Seit Sarah nicht mehr da ist, bin ich anders. Noch mürrischer als zuvor. Alles macht mich wütend, nichts macht Sinn. Benny kämpft in fremden Kriegen, Luke kämpft mit Zeichnungen um sein tägliches Brot und Josh kämpft mit meiner Verachtung. Ich könnte Josh danken, dass er Reichtum erlangt hat und ein Luxusleben in Miami führt. Egal womit, auch wenn es „Social Media“ ist. So kann ich zumindest sicher sein, dass er Luke hilft, bevor dieser verhungert. Denn ich habe nicht genug Geld, um ihn zu finanzieren und hierher zurück will er sicher nicht. Doch Dankbarkeit liegt nicht in meiner Natur. Ich bin von allem so enttäuscht. Alle meine Söhne sind grundlegend verschieden und doch sind alle wie Sarah.
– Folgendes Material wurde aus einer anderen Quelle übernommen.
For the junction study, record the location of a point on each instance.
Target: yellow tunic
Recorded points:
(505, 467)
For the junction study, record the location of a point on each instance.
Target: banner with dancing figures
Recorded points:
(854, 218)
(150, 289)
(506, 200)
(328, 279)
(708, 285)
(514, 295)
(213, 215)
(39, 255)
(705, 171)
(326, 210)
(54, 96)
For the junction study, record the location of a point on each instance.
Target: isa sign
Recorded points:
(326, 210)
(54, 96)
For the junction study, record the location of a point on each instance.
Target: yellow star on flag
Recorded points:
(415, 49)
Ich vermisse meine Frau und ich ertrage es nicht, ständig von meinen Kindern an sie erinnert zu werden. Deshalb ist es ohne die Jungs leichter. Ich musste ihnen erst lernen, mich zu hassen, damit ich von Erinnerungen verschont werde. Unvorstellbar, aber wahr. Vielleicht rede ich es mir auch nur ein und entschuldige so mein Verhalten. Ich erinnere mich doch selbst ständig an sie. Es ist hoffnungslos. Ich will einfach alles genauso wie es früher war. Als Sarah mich anlächelte und ich somit meine Wut auf alles und jeden noch unter Kontrolle hatte und die Hoffnung, dass einer meiner Söhne die Farm übernehmen würde, noch existierte.
Jeff stellt die Gläser laut hin und starrt mich an, bringt mich so aus meinen Gedanken zurück in die Wirklichkeit.
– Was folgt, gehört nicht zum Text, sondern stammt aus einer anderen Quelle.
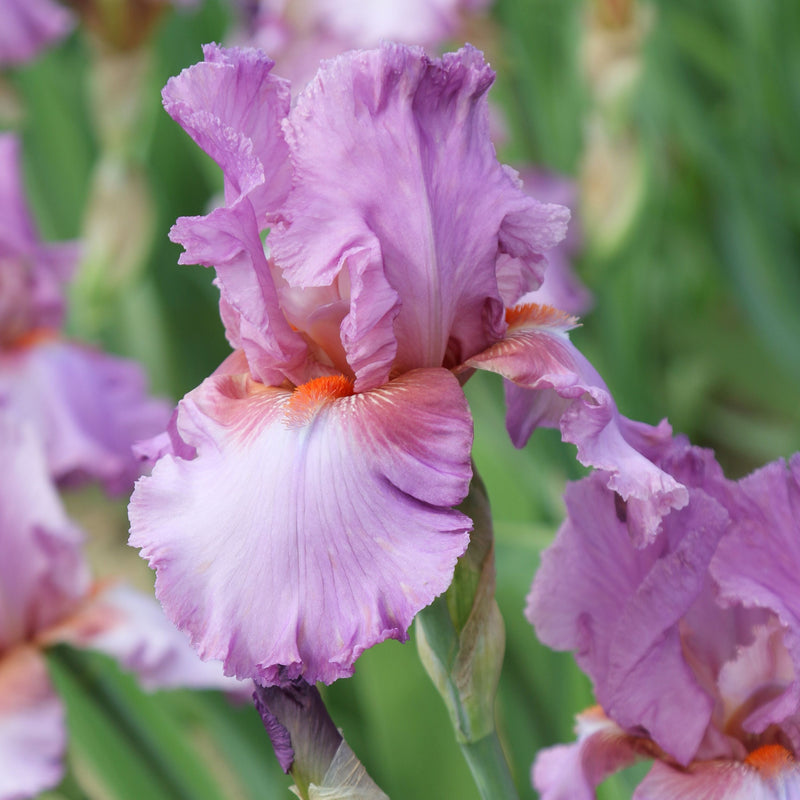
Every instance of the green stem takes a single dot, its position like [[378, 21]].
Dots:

„Gibst du mir noch einen?“ Ich strecke ihm das leere Whiskeyglas hin.
„Sicher“, meint er und schenkt mir ein.
Auf dem Fernseher neben dem Tresen sieht man unseren Präsidenten, während er eine Rede schwingt. Er will Amerika wieder groß machen und groß halten. Richtig so, endlich jemand mit einem Plan. Das wird auch höchste Zeit. Ich finde, er macht seinen Job gut. Er sagt, was sich viele denken und sich nicht sagen trauen. Er tut unvorstellbare Sachen und doch tut er sie für den richtigen Zweck. Nicht für andere, sondern für uns und für Amerika. Jeff beobachtet meinen Blick zu dem Präsidenten.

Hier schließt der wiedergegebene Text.